A lua vem da Ásia
Hoje tem A lua vem da Ásia (Autêntica, 2016), do Campos de Carvalho:
Alguém pode definir este livro como uma
sequência de nonsenses – não seria a melhor elaboração, nem erro completo.
O narrador diz (blefando?) não saber se
está em um hotel ou hospício, e, no "Capítulo CLXXXIV", por exemplo, informa
que esteve em Cochabamba, Cuzco, ilha de Sumatra, Beira e Nova York.

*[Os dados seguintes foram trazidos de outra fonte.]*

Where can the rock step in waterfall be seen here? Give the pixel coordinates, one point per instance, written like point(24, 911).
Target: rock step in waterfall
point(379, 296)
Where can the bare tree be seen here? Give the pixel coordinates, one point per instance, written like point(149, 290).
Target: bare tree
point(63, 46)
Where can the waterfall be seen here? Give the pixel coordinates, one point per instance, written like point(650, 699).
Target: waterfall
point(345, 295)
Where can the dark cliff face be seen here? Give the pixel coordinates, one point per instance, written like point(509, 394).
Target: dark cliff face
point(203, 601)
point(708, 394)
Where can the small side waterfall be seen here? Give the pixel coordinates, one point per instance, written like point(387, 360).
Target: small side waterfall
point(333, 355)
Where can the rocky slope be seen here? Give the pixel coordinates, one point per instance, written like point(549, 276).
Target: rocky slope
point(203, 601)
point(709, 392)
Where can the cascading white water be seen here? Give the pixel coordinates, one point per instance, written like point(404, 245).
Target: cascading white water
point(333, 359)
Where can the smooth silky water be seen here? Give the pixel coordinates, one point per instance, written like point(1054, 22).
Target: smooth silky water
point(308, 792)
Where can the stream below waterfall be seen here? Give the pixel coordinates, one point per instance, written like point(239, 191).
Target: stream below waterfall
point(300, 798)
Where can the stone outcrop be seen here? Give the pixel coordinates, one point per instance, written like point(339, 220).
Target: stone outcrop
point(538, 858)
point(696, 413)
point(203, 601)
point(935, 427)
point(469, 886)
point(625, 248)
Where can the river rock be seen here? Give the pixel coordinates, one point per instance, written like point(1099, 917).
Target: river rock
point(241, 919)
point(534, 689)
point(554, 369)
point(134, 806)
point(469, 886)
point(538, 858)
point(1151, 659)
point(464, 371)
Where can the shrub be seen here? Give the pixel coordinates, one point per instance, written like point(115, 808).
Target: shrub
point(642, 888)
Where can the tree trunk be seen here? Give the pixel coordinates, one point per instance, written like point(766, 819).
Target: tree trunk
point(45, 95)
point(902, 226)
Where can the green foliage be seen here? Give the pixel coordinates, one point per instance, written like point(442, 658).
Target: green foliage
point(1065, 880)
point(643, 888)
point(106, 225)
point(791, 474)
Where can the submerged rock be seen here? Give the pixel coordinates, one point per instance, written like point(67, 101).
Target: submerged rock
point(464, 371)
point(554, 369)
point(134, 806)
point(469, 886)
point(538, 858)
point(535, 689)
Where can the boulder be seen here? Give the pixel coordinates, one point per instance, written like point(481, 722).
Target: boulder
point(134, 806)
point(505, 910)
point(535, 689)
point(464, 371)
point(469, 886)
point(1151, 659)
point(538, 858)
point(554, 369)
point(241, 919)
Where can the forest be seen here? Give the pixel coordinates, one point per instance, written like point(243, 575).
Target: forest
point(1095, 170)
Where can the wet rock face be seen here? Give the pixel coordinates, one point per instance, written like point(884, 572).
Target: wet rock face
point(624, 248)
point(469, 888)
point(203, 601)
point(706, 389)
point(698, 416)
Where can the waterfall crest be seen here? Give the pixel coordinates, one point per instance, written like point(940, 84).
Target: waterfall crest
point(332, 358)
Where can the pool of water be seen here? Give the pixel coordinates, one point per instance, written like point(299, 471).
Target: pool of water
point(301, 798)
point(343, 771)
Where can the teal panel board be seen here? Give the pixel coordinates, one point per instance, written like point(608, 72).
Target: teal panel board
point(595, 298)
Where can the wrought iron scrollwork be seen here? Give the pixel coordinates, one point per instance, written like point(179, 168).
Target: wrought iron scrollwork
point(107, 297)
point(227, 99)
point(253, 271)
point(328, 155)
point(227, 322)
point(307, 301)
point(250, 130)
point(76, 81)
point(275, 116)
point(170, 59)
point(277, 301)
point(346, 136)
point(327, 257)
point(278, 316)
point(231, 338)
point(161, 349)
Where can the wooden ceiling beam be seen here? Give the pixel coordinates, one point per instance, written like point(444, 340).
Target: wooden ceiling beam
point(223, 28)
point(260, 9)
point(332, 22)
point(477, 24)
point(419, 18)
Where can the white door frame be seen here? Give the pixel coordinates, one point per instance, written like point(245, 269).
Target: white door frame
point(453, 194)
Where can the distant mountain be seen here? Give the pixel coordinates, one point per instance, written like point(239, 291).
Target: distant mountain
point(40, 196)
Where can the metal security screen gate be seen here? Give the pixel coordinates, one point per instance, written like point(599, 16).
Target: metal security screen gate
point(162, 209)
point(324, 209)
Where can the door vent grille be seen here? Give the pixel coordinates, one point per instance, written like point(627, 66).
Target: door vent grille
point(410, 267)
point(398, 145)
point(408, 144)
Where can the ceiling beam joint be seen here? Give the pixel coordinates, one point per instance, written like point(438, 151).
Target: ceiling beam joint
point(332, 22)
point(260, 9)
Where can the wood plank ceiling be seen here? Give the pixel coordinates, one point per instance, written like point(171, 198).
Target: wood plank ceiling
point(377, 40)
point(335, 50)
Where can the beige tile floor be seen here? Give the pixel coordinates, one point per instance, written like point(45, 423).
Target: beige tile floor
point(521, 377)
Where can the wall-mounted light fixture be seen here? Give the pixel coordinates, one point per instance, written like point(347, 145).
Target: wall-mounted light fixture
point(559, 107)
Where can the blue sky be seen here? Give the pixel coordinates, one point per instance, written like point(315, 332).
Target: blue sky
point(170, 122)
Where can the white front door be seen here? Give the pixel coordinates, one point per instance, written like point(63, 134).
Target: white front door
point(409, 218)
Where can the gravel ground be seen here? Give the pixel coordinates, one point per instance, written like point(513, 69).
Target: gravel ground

Já no "Cap. 71", acrescenta
que passou por Cádiz, Coimbra, Rio de Janeiro, Buenos Aires e Tóquio.
E as ações?
O narrador afirma (brincando?) que
aprendeu a tocar berimbau no Conservatório de Varsóvia, caçou elefantes na
África Equatorial, traficou cocaína e escravas brancas, elegeu-se senador, foi agente
secreto, barman e, entre várias
atividades, ilusionista.
O narrador conta que o nome dele era
Adilson, "mas logo mudei para Heitor, depois Ruy Barbo, depois finalmente
Astrogildo, que é como me chamo ainda hoje, quando me chamo."
Ruy Barbo seria uma alusão a Ruy
Barbosa?
Não sei.
Fato é que apesar do percurso
ziguezagueante, incluindo dezenas de atividades, o que pode sugerir nonsense traz
observações viscerais a respeito de questões incontornáveis.
Um fragmento do "Capítulo Não
Eclesiástico" é exemplo da lucidez desse narrador:
"Mas você, meu irmão, já imaginou
o romance sensacional que poderemos escrever um dia sobre esta experiência
bélica a que estamos sendo submetidos em pleno tempo de paz, se é que se pode
chamar de paz a este estado de angústia permanente e de ódios gratuitos que
marca todos os nossos passos, mesmo e sobretudo durante o sono?"
Até parece uma narração sobre 2022 –
apesar de o livro ter sido publicado em 1956.
Campos de Carvalho (1916-1998) é, sem
exagero, um gênio de nossa literatura, e a maestria dele revela-se, também, pelo
início deste (que ele considera o seu primeiro) romance – uma das mais sublimes
frases iniciais de narrativas literárias:
"Aos dezesseis anos matei o meu
professor de Lógica."
Há outros temas na obra que apresenta, ainda,
aforismos do narrador, em um deles é possível ler o título da narrativa:
"À noite a lua vem da Ásia, mas pode não vir, o que demonstra que nem tudo neste mundo é perfeito."